Online Desk: This article concludes this series covering the four-day Indo-Pak war in May 2025. The war crossed previous thresholds in geographic reach; systems employed and produced unprecedented levels of mis/dis-information, that to this day cloud a clearer understanding especially from the Indian side. It ended after significant diplomatic engagement, primarily by the US.
The war saw many military firsts like: India using cruise missiles (BrahMos, SCALP-EG); Pakistan employing conventionally armed short-range ballistic missiles (Fatah Series); armed drone warfare between any nuclear armed neighbours; and the conflict being the largest aerial, EW, AI, psy-warfare duel.

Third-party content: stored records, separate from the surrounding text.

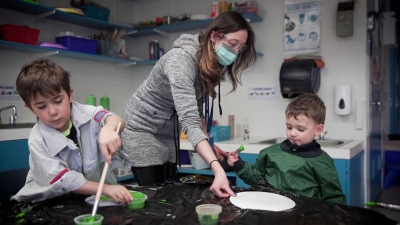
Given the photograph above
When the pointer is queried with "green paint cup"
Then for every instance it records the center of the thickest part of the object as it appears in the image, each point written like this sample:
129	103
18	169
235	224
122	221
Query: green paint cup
138	200
85	220
208	214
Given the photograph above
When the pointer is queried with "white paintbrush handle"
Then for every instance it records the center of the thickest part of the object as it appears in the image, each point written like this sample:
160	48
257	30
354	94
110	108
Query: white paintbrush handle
101	184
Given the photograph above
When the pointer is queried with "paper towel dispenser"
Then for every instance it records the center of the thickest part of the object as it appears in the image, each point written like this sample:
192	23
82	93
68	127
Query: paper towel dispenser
299	76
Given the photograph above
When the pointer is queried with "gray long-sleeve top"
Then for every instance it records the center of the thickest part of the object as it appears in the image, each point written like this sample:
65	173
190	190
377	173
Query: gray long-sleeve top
173	84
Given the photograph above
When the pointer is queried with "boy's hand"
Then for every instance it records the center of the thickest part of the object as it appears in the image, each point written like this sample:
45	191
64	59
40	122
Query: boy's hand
118	192
109	142
232	158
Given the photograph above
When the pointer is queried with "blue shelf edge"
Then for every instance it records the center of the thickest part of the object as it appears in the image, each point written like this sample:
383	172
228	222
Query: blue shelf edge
60	52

Whereas India delivered precise standoff attacks across Pakistan, our AD interfered and intercepted some attempted strikes. Yet, Pakistan needs more robust AD, asset hardening and intelligence.

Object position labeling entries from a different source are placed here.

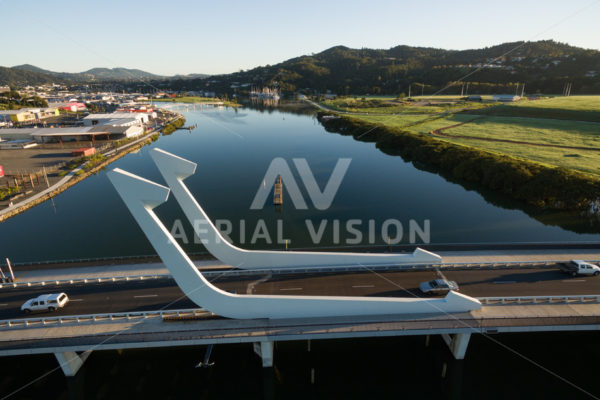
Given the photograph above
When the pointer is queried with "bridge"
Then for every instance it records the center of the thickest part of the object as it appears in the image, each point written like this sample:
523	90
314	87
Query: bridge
305	299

No fighter jets reportedly crossed over into the other side’s airspace, signifying the seriousness of AD threat. This implies Pakistan to continue to augment the BVR (beyond visual range) capability of PAF. IAF loss of up to six planes remains the largest military cost for India’s arrogant belligerence. Indian propaganda claims of intercepting Pakistani drones and missiles need further investigation. Although attention was riveted primarily to the air and drone campaigns, the ground fighting along the LoC in Kashmir was deadly, causing most of the casualties.
This crisis involved innovative use of several weapons systems, neither side used during their last crisis in 2019. It would necessitate relevant defence acquisitions and doctrinal innovations by Pakistan, especially in drone and anti-drone technology, missile regime and precision, and asset hardening. Next crisis, under the prevalent Indian military thinking, might see greater and escalatory usage of cruise and ballistic missiles, armed drones, air force, long-range fires, and sabotage, imposing preparedness and readiness on Pakistan.

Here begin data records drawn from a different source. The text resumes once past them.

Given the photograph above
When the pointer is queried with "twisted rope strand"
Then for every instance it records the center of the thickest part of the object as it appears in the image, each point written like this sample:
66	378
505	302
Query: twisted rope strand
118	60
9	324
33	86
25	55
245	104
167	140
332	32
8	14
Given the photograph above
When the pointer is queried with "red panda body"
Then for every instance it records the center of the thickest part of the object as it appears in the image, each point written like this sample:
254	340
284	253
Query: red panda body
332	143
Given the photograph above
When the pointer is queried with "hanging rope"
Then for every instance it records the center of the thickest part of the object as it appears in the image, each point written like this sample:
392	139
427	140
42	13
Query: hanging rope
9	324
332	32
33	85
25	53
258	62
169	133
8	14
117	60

Operationally, Pakistan fused air, missile, cyber, space and EW effects under a unified command. Next generation Chinese sensors, data links, and electronic-attack pods equipped PAF pilots, already more proficient in night and terrain-masking profiles, with the network advantage to undermine Rafaeles. Integrated EW suites blinded Indian command circuits, long enough for standoff munitions to hit with impunity.
In strategic and diplomatic arena, Pakistan’s measured, calm and calibrated responses as against Indian jingoism changed the strategic equilibrium and might force India to re-evaluate future escalations. The conflict attracted worldwide attention, and most nations urged restraint and communications, gravitating to Pakistan’s position of commitment to peace, stability and national defence. Pakistan’s military professionalism, readiness, leadership and deterrence, throughout the crisis, highlighted India’s dangerous political irresponsibility. The launch of Operation Sindoor itself was a blatant act of pre-emptive aggression, motivated more by internal politics and raw bravado.
India upended the regional strategic status quo, violated international law, and LoC protocols by starting the conflict; Pakistan only retaliated to respond to Indian provocations, demonstrating strategic prudence. The conflict was a strategic setback for India, which found itself equated with Pakistan, a smaller, weaker country. The war unified Pakistan’s fractured political forces, and its military regained its characteristic popularity. Pakistan’s political leadership now seems more willing to strengthen the military.
Media handling and information dissemination by the ISPR was mature and organised, compared to India, where military officials and media mostly promoted fictional, false and hyper-nationalist jingoistic themes. Indian briefings created controversy about Indian spokesperson, Col Sofiya Qureshi’s religion. Indian media lost credibility over news like India taking control of Karachi Port, etc. In sum, Pakistan emerged taller from the crisis.